Daniel musste ihre Unruhe gespürt haben, denn plötzlich lehnte er sich nach vorn, die Ellbogen auf die Knie gestützt. Seine Augen blitzten vor Begeisterung, und sie konnte förmlich sehen, dass er darauf brannte, ihr etwas mitzuteilen, das sie noch nicht wusste. »Ist dir in letzter Zeit vielleicht etwas aufgefallen in der Stadt?«
Scheinbar desinteressiert schüttelte sie den Kopf. Sie wollte ihm das Spiel nicht zu einfach machen.
»Nicht mal ein neues Hexenmuster?«
Als sich ihre Augen vor Überraschung weiteten, lehnte er sich zufrieden zurück, in der Gewissheit, ihre ungeteilte Aufmerksamkeit zu haben.
»Was?«
»Es gibt ein neues Hexenmuster in der Stadt.«
»Das hätte ich gemerkt.«
»Nicht zwangsläufig. Wenn es eingebettet ist in andere magische Netze und so schwach, dass man es leicht übersieht...«
»Wer ist es?«
Er legte eine dramatische Pause ein, die sie an Judith erinnerte. »Clarissas Enkel Nikolai. Er ist heimgekehrt.«
Die darauf folgende Pause war echt, aber nicht weniger dramatisch.
»Du machst Witze.«
Er machte eine wegwerfende Handbewegung. »Es ist kein Wunder, dass du nichts gemerkt hast. Das Muster ist so schwach, dass es eine Hexe wie dich kaum interessieren kann.«
»Was meinst du damit?«
»Er kann kaum mehr als ein paar Tricks, zu mehr reicht es nicht.«
Selbst wenn das stimmte, war es nicht gut, wenn ihr solche Sachen entgingen. Aber es erklärte, warum Daniel ihr freiwillig eine Information zukommen ließ und ihr auch gestattet hatte,
sein magisches Muster zu überprüfen, obwohl er ihre Krähe blockieren konnte.

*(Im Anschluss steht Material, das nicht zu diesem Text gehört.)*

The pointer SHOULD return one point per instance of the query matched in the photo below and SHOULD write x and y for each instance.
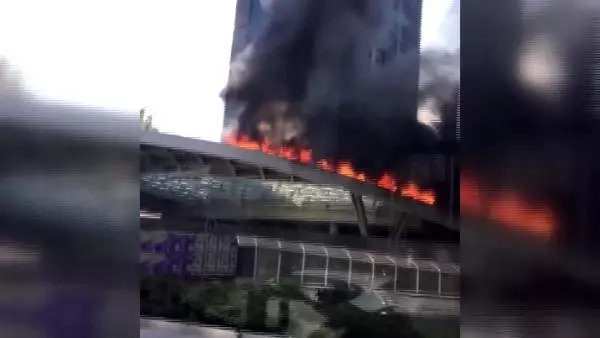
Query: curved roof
(234, 198)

Er hoffte, dass Babel Clarissa auf die Pelle rückte.
Von den verschwundenen Totenenergien am Tatort schien er nichts zu wissen. Wahrscheinlich vermutete er, dass Clarissa hinter den Morden steckte und ihr Motiv denselben Grund hatte, der ein mögliches Interesse seinerseits erklärte: der Ritualplatz. Vielleicht glaubte er zu verhindern, dass Clarissa an Macht gewann, wenn er Babel half.

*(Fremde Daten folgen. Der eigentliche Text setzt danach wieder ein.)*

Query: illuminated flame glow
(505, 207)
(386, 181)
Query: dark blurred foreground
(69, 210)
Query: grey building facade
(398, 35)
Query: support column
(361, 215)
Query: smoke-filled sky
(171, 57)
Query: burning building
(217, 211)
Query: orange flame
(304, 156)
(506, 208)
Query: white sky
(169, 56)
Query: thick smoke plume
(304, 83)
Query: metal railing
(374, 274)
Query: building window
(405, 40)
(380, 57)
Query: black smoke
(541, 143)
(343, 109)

»Wieso haben wir noch nie was von diesem Enkel gehört?«, fragte sie skeptisch, um zu sehen, wie weit sein Wissen reichte, aber sein Grinsen verriet ihr, dass er sie durchschaute. Indem sie Fragen stellte und der Sache nachging, tat sie genau das, was er wollte: Sie würde sich um das Problem Clarissa kümmern.
Ungehalten zog sie die Augenbrauen zusammen. Es passte ihr nicht, dass er sie zu seinem Werkzeug machte, aber im Moment war sie auf seine Informationen angewiesen.
»Weil er bisher nicht in der Stadt gelebt hat. Er ist erst vor wenigen Monaten zurückgekommen. Ist wohl bei der Mutter aufgewachsen.«
Ist das die Antwort auf dieses Rätsel? Ist er der fremde Spieler?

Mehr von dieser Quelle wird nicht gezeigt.